Visit my website for more like this! I would love to hear your feedback.
Online course at Penn State
## Loading required package: knitr
## Loading required package: zoo
##
## Attaching package: 'zoo'
##
## The following objects are masked from 'package:base':
##
## as.Date, as.Date.numeric
##
## Loading required package: timeDate
## This is forecast 5.4
Seasonality refers to a regular pattern of changes that repeat for S time periods, where S defines the number of timer periods until the pattern repeats again.
In a seasonal ARIMA model, AR and MA terms predict xt using data values and errors at times with lags that are multiples of S.
Seasonality, of course, usually causes the time series to be nonstationary. Seasonal differencing is defined as a difference between a value and a value with lag that is a multiple of S.
Thus, seasonal differencing removes a seasonal trend and can also get rid of a seasonal random walk (another type of nonstationarity).
However, if an overall trend is present in the data, we may also need non-seasonal differencing. Often a first difference will detrend the data.
It is important to note that non-seasonal behavior will still matter in seasonal models. That is, it is likely that short run non-seasonal components will still contribute to the model. For ice cream sames, it could be that the sames from last August and this July produce the best model.
This model incorporates both seasonal and non-seasonal factors in a multiplicative model.
\[ARIMA(p, d, q)*(P, D, Q)S\]
where the capital P, D, and Q are the seasonal components of the AR, differencing, and MA components.
The model includes seasonal and non-seasonal MA(1) terms, no differencing and no AR terms, and the seasonal period is S = 12. Thus this model has MA terms at lags 1, 12, and 13. Also there is a non-zero autocorrelation at lag 11.
arima.m<-arima.sim(list(order = c(0,0,12), ma = c(0.7,rep(0,10),0.9)), n = 200)
acf(arima.m)
A seasonal AR(1) model has significant lags at 1, 12 and 13, with an increasing trend before lag 12, sharply cut off at lag 13.
ar_pacf<-ARMAacf (ar = c(.6,0,0,0,0,0,0,0,0,0,0,.5,-.30),lag.max=30,pacf=T)
plot(ar_pacf, type='h')
Do a time series plot of the data. Examine it for global trends and seasonality.
diff1 <- diff(x, 1)
diff1_and_12 <- diff(diff1, 12)
* If there is no obvious trend or seasonality, do not take any differences.

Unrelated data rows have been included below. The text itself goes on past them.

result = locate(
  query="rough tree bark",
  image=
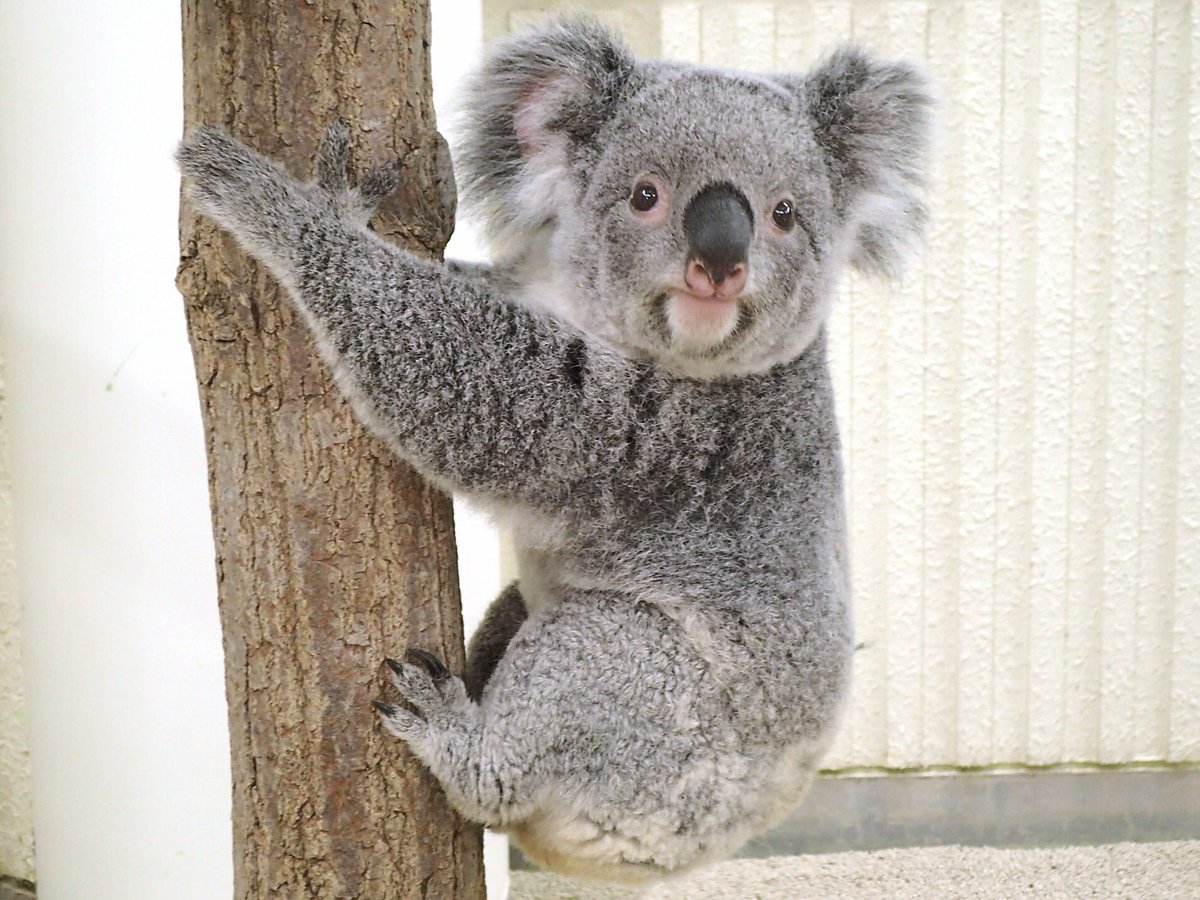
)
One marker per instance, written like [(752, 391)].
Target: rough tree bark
[(330, 553)]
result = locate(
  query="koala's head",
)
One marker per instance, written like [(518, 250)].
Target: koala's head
[(690, 215)]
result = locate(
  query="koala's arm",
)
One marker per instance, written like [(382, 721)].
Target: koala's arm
[(474, 391)]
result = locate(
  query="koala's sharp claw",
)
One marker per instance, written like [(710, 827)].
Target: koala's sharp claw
[(333, 157), (430, 663)]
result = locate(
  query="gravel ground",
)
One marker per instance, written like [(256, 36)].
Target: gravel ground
[(1138, 871)]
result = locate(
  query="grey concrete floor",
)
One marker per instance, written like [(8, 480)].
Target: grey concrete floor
[(1168, 870)]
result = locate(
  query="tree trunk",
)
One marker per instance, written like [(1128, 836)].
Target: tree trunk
[(330, 552)]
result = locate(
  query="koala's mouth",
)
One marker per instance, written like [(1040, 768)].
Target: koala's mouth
[(697, 324)]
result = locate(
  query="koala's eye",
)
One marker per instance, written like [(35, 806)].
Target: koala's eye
[(784, 215), (646, 197)]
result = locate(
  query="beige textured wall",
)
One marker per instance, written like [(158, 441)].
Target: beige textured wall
[(16, 805), (1021, 414)]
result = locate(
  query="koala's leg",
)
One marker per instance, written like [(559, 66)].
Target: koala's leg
[(491, 639)]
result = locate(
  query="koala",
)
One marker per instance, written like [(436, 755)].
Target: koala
[(639, 389)]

Examine the ACF and PACF of the differenced data (if necessary). We can begin to make some basic guesses about the most appropriate model at this time.
Estimate the model(s) that might be reasonable for the data based on the previous steps.

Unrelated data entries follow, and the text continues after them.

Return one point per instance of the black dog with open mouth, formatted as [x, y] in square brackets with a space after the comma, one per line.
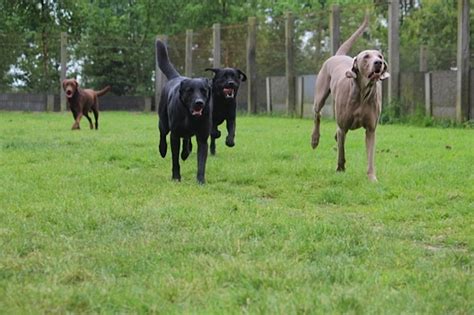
[185, 109]
[225, 85]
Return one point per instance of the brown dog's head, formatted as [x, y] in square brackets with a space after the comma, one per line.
[70, 87]
[369, 64]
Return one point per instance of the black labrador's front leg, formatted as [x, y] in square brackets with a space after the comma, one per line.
[175, 157]
[230, 124]
[215, 134]
[202, 157]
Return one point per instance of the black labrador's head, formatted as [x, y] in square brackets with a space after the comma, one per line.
[226, 81]
[195, 95]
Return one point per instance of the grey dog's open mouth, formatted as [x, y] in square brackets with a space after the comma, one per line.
[375, 75]
[229, 92]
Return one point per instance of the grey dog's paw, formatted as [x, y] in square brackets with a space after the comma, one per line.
[229, 142]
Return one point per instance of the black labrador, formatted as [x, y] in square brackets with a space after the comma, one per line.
[225, 85]
[185, 109]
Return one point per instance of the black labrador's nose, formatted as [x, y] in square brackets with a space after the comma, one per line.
[199, 103]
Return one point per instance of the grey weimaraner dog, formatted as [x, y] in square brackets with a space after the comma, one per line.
[354, 84]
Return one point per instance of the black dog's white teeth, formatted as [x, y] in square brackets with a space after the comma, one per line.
[229, 92]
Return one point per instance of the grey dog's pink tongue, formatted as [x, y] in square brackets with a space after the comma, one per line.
[197, 112]
[228, 92]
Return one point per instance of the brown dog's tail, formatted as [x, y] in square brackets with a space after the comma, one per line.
[346, 46]
[103, 91]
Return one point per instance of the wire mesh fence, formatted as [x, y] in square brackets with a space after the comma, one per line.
[31, 62]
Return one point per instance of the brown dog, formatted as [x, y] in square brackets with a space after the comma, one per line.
[82, 102]
[356, 88]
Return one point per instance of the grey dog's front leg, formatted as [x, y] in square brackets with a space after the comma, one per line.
[341, 155]
[370, 147]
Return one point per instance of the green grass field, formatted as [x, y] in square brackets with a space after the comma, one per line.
[90, 221]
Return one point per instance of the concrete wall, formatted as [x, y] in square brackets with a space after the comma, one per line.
[23, 102]
[412, 91]
[443, 91]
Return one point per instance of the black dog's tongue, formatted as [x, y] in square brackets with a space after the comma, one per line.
[197, 112]
[229, 92]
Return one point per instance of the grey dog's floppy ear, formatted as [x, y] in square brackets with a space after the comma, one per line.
[243, 77]
[354, 71]
[385, 74]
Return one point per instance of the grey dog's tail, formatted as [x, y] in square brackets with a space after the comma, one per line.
[346, 46]
[164, 61]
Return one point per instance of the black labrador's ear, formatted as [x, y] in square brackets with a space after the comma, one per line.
[243, 77]
[354, 71]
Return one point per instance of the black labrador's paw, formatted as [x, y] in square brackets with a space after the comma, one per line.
[187, 148]
[163, 148]
[176, 178]
[212, 148]
[216, 134]
[229, 142]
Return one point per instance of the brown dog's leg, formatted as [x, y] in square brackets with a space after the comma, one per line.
[322, 92]
[96, 118]
[341, 155]
[370, 147]
[76, 123]
[90, 120]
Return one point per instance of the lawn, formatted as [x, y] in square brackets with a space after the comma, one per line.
[91, 222]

Examine the residuals (with ACF, Box-Pierce, and other means) to see if the model seems good. Compare AIC or BIC values to determine the best of several models.
Time series plot of 144 consecutive months on the colorado river
source(url("http://lib.stat.cmu.edu/general/tsa2/Rcode/itall.R"))
## itall has been installed
dat<-(read.csv('colorado_river.csv'))
plot(dat[,3], type='o')
Without having some experience with the data, it is difficult to identify seasonality trends here. If this was your job your would probably know that river flow is indeed seasonal, with perhaps higher flows in late spring and early summer, due to snow runoff.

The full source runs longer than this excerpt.